Samuelson-Glushko Canadian Internet Policy and Public Interest Clinic (CIPPIC)

CIPPIC is based at uOttawa’s Common Law Section.  It seeks to ensure balance in policy and law-making processes on issues that arise as a result of new technologies. Law students work with clinic counsel on projects and cases involving the intersection of law, technology and the public interest.

uOttawa Business Law Clinic

The University of Ottawa Business Law Clinic (BLC) is Canada’s first bilingual and bijural program dedicated to providing pro bono business-oriented legal services. The BLC assists startups, SMEs, non-profit organizations, and individuals who cannot afford a lawyer.
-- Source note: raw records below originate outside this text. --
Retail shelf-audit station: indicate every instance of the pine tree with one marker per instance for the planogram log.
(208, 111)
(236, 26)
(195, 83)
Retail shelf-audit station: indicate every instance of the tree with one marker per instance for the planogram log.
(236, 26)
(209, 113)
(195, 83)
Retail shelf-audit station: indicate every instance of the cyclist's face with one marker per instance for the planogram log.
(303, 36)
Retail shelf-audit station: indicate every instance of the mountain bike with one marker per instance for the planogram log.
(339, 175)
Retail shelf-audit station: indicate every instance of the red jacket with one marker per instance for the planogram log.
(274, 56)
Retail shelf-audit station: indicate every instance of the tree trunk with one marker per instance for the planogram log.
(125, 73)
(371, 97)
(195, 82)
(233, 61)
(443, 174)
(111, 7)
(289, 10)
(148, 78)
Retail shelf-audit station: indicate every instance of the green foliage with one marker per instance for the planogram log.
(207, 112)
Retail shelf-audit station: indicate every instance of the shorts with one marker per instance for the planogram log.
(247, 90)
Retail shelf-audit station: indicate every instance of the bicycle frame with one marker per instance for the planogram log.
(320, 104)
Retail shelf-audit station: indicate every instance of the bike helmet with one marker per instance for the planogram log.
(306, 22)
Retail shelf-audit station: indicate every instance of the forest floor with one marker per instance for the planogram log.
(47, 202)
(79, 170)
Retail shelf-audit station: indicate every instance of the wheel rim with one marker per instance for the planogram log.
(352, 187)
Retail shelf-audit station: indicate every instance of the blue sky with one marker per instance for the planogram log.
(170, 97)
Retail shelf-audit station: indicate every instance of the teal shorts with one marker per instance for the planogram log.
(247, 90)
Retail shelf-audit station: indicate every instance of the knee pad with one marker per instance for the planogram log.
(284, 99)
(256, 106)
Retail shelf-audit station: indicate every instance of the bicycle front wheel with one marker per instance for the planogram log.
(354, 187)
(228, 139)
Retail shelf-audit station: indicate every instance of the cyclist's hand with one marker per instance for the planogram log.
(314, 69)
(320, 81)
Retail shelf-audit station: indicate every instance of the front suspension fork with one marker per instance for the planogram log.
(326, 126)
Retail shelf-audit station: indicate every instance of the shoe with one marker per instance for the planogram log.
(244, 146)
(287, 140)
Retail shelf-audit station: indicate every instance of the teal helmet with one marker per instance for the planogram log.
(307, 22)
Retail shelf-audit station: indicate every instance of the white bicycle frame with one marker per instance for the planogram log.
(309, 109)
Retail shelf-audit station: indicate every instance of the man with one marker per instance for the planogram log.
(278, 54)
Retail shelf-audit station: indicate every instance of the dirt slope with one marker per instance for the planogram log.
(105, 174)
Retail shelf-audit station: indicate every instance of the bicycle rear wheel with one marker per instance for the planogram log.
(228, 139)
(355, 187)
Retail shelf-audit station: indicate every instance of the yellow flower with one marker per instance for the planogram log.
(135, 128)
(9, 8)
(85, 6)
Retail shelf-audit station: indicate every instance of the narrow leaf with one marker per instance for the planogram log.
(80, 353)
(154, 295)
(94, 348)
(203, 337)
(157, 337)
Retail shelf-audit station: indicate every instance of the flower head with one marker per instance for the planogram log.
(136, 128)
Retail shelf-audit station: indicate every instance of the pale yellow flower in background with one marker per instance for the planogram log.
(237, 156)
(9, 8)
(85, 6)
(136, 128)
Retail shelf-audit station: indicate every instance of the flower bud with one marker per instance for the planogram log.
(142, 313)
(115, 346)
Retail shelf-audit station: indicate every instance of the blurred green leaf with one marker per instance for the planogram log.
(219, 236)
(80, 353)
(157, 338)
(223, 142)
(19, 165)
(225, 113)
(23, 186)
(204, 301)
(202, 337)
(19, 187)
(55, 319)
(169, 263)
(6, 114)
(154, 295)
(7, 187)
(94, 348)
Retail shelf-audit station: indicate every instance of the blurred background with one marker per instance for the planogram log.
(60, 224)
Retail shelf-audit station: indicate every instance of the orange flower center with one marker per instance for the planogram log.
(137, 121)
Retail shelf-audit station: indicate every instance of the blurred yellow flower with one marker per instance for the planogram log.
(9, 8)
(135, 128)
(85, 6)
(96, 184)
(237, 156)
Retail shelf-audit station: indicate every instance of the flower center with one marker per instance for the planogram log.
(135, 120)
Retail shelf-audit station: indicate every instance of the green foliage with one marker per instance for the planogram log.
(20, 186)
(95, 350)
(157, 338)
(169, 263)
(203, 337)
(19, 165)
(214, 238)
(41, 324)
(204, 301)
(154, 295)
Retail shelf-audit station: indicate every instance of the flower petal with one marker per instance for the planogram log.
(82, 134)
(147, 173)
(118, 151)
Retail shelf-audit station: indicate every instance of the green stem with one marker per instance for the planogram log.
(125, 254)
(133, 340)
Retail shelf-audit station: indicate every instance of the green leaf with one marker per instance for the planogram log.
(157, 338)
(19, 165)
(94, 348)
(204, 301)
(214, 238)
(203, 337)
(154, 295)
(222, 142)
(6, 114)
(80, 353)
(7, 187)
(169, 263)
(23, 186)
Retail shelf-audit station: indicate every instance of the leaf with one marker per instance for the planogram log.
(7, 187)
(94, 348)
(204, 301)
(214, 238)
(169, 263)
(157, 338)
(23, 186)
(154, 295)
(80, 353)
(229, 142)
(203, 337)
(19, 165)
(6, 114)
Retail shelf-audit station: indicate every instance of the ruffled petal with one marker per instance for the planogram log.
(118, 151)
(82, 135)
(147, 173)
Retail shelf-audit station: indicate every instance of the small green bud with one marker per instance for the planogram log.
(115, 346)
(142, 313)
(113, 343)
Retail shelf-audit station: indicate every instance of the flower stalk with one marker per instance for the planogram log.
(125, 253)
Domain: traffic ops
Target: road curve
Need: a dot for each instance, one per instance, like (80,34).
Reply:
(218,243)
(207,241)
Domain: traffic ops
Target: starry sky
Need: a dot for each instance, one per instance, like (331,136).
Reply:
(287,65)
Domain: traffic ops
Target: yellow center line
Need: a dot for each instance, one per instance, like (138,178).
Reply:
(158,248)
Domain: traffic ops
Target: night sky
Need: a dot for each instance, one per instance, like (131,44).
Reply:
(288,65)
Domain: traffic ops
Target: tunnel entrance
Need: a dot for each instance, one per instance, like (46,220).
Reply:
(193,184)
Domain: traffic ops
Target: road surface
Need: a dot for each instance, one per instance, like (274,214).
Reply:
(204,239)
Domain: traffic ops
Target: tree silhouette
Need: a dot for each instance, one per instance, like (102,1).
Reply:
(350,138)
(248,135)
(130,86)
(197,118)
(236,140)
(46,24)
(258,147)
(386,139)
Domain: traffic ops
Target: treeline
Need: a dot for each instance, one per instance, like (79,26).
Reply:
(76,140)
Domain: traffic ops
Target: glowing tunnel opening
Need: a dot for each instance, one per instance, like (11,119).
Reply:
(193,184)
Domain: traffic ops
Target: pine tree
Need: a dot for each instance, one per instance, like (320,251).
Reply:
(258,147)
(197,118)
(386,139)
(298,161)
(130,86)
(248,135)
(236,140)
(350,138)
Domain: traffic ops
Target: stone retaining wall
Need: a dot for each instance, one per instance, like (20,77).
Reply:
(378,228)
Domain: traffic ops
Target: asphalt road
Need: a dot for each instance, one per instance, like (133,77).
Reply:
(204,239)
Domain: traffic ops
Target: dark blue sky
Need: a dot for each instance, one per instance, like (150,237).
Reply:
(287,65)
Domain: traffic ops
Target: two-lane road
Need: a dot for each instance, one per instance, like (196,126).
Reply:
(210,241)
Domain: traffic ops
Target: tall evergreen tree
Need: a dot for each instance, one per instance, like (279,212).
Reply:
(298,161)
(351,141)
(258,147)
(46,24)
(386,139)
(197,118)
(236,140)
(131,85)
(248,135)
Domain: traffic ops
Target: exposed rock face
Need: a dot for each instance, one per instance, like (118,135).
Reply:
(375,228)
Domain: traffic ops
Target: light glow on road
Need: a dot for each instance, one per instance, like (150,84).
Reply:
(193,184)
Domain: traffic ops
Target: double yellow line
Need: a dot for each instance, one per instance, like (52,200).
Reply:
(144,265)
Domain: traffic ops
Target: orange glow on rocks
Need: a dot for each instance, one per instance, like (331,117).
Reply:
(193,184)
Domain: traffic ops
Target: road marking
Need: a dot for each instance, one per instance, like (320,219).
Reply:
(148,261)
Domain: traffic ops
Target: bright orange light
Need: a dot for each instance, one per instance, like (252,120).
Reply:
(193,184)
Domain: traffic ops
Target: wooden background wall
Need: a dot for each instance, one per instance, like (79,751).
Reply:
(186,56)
The BLC works with experienced practitioners, who supervise upper year law students in the delivery of services in the following areas: corporate/commercial law, intellectual property, employment, basic tax, charities, and commercial arbitration.
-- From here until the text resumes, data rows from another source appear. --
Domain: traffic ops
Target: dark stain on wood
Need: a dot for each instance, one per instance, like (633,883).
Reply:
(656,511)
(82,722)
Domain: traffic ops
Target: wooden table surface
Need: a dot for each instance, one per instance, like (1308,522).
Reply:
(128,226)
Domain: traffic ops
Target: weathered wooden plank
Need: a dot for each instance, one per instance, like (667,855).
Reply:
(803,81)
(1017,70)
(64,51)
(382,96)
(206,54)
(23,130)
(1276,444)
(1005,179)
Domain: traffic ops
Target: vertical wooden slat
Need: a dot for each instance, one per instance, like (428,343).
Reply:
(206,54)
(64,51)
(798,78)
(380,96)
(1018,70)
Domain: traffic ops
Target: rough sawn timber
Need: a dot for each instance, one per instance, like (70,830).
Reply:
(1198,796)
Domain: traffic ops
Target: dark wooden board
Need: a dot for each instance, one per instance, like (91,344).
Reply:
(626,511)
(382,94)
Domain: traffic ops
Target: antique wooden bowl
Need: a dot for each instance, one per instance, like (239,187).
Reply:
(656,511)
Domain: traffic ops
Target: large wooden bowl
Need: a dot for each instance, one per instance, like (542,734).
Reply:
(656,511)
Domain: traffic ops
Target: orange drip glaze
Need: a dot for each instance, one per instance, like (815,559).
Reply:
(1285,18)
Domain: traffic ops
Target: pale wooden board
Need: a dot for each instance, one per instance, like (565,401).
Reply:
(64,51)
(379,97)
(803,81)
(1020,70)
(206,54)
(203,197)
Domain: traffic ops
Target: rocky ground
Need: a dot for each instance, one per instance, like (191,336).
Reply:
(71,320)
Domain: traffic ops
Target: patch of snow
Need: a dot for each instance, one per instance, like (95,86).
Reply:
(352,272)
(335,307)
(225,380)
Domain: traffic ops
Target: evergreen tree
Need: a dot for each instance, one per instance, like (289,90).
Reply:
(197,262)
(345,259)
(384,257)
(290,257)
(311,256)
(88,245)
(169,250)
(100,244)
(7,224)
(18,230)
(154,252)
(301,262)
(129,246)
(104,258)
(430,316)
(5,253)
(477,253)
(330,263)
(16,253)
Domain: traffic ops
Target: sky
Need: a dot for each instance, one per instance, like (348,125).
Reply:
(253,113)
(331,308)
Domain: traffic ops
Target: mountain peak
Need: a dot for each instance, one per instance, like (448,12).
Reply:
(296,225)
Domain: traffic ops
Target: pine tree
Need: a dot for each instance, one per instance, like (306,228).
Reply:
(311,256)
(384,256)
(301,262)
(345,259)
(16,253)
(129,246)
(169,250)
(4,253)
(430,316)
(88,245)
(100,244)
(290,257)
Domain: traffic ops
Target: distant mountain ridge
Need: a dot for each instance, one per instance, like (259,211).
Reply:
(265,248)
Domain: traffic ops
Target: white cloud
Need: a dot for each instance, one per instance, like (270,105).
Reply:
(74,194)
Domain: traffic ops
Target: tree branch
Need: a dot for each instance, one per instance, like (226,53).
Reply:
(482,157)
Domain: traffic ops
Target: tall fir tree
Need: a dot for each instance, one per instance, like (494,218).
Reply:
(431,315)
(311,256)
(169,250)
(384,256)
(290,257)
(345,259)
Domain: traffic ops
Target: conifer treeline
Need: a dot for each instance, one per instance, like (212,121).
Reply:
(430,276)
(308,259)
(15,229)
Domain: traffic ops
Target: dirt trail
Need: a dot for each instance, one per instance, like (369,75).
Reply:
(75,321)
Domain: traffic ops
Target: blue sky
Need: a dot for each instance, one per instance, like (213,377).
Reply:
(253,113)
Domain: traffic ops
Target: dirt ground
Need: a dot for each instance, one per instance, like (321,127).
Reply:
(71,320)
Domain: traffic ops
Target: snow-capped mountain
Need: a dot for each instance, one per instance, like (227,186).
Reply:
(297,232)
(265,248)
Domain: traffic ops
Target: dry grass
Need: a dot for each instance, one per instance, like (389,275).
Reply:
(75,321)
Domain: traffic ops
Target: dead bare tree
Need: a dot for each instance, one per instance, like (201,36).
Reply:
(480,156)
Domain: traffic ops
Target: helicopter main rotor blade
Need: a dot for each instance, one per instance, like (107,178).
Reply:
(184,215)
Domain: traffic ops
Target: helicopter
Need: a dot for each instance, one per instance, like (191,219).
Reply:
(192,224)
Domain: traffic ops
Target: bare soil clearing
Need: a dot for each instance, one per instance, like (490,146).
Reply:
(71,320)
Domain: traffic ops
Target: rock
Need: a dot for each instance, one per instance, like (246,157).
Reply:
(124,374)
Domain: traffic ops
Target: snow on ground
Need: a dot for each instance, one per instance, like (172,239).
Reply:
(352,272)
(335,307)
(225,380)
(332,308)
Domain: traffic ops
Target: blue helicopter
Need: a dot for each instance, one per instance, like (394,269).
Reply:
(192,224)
The BLC also produces public education seminars on relevant business law topics in order to improve access to basic legal information for its constituents. The BLC takes clients from across the country, but focuses on the underserviced regions of Eastern and Northern Ontario.

Global Health law Clinic

The Global Health Law Clinic is a one-of-a-kind experiential learning opportunity for students interested in gaining exposure to global health law and policy issues. Students will gain experience tackling real-world global health challenges, writing for external audiences, and working with high-level leaders through providing research, analysis, and advice for United Nations agencies, national governments, and civil society organizations.

Moot Competitions

The University of Ottawa common law section participates to a number of Moot Competitions every year. Students have the opportunity to try-out for moot for English, French and Bilingual moot competitions in various areas of the law. For example, our students have participated in the following external moot competitions in the past:

English Moots

  • FMC GALE CUP MOOT – Simulation of Recent SCC Case
  • HAROLD G. FOX MOOT – Intellectual Property Law
  • KAWASKIMHON LAW MOOT – National Aboriginal Law
  • WILSON MOOT – Equality Issues
  • WILLEM C. VIS INTERNATIONAL COMMERCIAL ARBITRATION MOOT – International Commercial Law and Arbitration
  • ELSA MOOT COURT COMPETITION – WTO Dispute Settlement System

Bilingual Moots

  • ARNUP CUP / SOPINKA CUP – Criminal Law
  • LASKIN MOOT – Administrative and Constitutional Law

French Moots

Legal Research and Writing

The Dean’s Research and Writing Fellows Program is a unique and challenging opportunity open to top achieving upper year students with keen writing skills and demonstrated leadership abilities.  Successful applicants must have excellent research and communication skills and superior academic achievement. Dean’s Fellows work with a lawyer-mentor on an advanced and realistic research problem, and receive intensive writing instruction from program director, Professor Melanie Mallet.  Dean’s Fellows learn new, more efficient research skills and produce a high quality written work that showcases their writing skills. Fellows will lead small tutorial sessions of the first year course, Principles of Legal Research, CML 1101

Legal Writing Academy Portfolio and Leadership is a three-unit course for twelve upper year students with excellent writing and interpersonal skills.   The course is given in English only. Students will produce three high-quality pieces of legal writing to showcase to future employers.  Students who demonstrate outstanding writing and interpersonal skills will be eligible to become paid Legal Writing Academy Peer Mentors during the academic year.